Ford's newest entry-level vehicle, the EcoSport crossover, takes the place of the Focus in its lineup. Unlike many of its competitors, the Ford EcoSport is a true crossover, with AWD available on every trim level and standard at the top of the line. It's also surprisingly roomy up front and has nearly the cargo capacity of a Subaru Crosstrek. We found the EcoSport to be a great daily driver on back roads, commutes, and the highway. However, on the North campus of the Team O'Neil Rally School, we found that on a course covered in ice and snow the EcoSport has hidden capabilities.
Our day at the Winer Safe Driving School included drives in the new Ford Ranger, Ford F-150 Raptor, and the Team O'Neil Rally School's signature Ford Fiesta rally cars. This group gave us a perfect selection of front drive, rear drive, and 4X4 drive vehicles in which to hone our skills. However, we needed an AWD vehicle to round out the possible drive configurations and the EcoSport was on hand, so...
As it turned out, the Ford EcoSport makes for a great rally vehicle. In the hands of a Team O'Neil instructor, the EcoSport danced through the slalom and looked easy to drift on the skidpad. In our hands, not so much, but truth be told we had as much fun flogging the EcoSport as we did in the Raptor.
The EcoSport's paddle shifters allowed us to use the higher RPM ranges to help steer the vehicle with the throttle. The EcoSport's traction control off, we had a blast spinning all four tires during hard launches and while making the crossover slide through (and sometimes over) the cones.
We discovered that with the traction control on, the EcoSport is very predictable, and very stable, even on a surface completely covered in thick ice with a topping of crystallized snow.

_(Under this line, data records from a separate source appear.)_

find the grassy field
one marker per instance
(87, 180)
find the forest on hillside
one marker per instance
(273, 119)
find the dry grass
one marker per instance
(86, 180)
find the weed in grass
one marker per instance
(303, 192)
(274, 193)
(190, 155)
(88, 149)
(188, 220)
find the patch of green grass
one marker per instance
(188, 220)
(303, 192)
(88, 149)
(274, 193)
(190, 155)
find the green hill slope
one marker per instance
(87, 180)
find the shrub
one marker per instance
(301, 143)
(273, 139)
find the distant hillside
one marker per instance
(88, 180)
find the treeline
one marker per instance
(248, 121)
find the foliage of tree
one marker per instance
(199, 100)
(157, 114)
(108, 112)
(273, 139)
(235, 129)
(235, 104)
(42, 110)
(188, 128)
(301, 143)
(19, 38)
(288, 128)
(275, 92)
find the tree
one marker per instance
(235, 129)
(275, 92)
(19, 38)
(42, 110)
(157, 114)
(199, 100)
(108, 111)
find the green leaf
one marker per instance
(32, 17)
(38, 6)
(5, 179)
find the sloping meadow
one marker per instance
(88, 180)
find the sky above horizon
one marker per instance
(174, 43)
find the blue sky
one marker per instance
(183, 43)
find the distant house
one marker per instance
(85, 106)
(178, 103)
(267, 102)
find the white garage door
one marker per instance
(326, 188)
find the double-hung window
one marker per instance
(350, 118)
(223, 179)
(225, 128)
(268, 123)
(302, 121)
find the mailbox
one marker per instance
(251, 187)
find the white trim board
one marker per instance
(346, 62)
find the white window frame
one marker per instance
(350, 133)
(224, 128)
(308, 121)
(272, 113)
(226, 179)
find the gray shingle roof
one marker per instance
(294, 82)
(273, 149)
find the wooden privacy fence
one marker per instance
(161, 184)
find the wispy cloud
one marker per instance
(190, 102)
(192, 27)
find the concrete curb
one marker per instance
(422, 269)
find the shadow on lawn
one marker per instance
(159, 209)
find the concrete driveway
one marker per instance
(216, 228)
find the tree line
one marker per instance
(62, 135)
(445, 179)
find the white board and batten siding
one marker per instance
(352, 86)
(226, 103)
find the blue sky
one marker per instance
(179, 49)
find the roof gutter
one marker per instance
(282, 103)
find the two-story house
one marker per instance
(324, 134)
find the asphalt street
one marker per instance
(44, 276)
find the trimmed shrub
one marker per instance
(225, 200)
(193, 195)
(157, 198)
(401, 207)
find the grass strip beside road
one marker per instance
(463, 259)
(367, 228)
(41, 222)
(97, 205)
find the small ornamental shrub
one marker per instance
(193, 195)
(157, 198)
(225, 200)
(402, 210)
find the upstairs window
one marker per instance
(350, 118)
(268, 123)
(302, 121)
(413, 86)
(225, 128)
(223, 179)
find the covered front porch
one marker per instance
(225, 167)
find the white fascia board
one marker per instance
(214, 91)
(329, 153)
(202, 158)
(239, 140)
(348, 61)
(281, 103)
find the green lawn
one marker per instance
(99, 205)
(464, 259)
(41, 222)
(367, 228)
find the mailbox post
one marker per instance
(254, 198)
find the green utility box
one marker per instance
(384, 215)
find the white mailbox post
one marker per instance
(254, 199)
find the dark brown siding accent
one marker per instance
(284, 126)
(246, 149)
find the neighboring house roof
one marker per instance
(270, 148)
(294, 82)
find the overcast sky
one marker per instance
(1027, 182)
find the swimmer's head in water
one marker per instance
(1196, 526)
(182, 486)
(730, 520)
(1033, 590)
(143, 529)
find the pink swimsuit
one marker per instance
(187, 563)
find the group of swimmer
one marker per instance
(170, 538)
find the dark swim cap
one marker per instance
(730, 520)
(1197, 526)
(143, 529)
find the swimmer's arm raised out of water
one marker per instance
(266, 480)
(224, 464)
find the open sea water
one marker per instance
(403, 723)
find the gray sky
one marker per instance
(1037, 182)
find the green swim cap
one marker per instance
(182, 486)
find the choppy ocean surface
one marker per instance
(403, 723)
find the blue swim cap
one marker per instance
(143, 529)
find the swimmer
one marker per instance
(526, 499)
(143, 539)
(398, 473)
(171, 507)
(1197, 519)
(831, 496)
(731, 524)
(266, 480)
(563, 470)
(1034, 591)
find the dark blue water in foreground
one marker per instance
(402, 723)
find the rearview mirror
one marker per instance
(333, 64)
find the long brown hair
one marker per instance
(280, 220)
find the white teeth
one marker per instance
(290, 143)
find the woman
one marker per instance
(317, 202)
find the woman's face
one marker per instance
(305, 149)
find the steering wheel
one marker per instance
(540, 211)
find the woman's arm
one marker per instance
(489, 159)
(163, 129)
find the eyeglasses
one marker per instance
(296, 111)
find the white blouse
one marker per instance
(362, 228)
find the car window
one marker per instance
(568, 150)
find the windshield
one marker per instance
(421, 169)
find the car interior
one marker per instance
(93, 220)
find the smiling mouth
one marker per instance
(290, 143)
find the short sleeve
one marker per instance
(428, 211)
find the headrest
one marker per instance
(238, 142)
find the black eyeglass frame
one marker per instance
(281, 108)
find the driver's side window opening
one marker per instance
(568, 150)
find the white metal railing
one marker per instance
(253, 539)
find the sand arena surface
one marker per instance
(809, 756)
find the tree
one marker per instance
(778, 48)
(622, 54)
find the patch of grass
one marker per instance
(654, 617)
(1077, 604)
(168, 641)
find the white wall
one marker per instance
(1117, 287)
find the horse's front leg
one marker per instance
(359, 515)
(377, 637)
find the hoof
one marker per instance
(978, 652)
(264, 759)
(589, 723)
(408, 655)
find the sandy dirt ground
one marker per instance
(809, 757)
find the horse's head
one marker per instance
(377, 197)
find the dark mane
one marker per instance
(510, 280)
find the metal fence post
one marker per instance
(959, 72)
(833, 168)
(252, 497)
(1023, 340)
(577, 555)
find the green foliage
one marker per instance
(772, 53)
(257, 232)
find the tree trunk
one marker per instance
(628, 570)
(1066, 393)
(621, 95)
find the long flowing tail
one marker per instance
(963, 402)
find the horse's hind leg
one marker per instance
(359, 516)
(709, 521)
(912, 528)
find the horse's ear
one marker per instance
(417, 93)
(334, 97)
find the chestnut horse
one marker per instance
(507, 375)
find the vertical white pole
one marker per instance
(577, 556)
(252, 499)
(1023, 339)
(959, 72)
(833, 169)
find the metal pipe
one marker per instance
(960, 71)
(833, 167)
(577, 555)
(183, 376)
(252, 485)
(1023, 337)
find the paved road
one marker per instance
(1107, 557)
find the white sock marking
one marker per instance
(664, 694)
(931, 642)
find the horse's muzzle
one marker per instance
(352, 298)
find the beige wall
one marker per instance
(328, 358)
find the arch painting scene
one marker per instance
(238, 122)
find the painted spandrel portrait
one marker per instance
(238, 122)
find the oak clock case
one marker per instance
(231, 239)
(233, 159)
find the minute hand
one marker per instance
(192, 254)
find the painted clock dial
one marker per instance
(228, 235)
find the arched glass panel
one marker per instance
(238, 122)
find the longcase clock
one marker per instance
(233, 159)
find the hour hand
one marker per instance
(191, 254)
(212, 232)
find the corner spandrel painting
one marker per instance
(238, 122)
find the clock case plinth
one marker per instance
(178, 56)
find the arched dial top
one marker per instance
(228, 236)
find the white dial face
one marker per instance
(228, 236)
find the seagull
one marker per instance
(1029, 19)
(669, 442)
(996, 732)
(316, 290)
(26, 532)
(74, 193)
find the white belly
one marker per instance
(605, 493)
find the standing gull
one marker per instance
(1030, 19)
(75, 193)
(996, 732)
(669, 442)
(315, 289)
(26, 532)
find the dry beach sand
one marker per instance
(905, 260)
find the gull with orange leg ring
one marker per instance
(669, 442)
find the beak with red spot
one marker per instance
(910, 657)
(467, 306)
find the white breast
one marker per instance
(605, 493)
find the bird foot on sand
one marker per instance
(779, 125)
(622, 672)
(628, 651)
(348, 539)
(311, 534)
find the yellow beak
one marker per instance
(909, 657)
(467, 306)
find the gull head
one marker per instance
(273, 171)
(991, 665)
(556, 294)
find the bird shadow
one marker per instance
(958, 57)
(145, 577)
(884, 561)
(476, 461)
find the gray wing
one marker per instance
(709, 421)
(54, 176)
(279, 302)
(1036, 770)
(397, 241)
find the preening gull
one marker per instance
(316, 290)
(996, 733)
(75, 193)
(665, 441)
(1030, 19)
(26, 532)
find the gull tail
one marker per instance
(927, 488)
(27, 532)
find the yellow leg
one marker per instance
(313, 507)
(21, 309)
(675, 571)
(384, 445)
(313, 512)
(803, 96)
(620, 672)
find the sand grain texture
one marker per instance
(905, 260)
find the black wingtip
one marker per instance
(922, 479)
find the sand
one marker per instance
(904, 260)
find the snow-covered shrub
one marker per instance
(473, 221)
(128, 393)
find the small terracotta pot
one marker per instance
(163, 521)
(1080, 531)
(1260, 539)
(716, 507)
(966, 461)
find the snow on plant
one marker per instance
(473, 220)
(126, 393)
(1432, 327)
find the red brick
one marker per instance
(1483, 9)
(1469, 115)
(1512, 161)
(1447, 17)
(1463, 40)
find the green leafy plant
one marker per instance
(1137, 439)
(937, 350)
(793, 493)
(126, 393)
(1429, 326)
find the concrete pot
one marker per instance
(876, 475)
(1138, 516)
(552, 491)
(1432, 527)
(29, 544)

One of the instructors said to us while he deftly transitioned from cone to cone, "Throw a set of winter tires on this puppy and you'd have yourself a fun little rally racer."
Couple the EcoSports inherent driving abilities with the heated steering wheel and heated seats and we were thinking more along the lines of, "Throw a coffee in the cupholder of this puppy and this is the perfect winter commuter vehicle."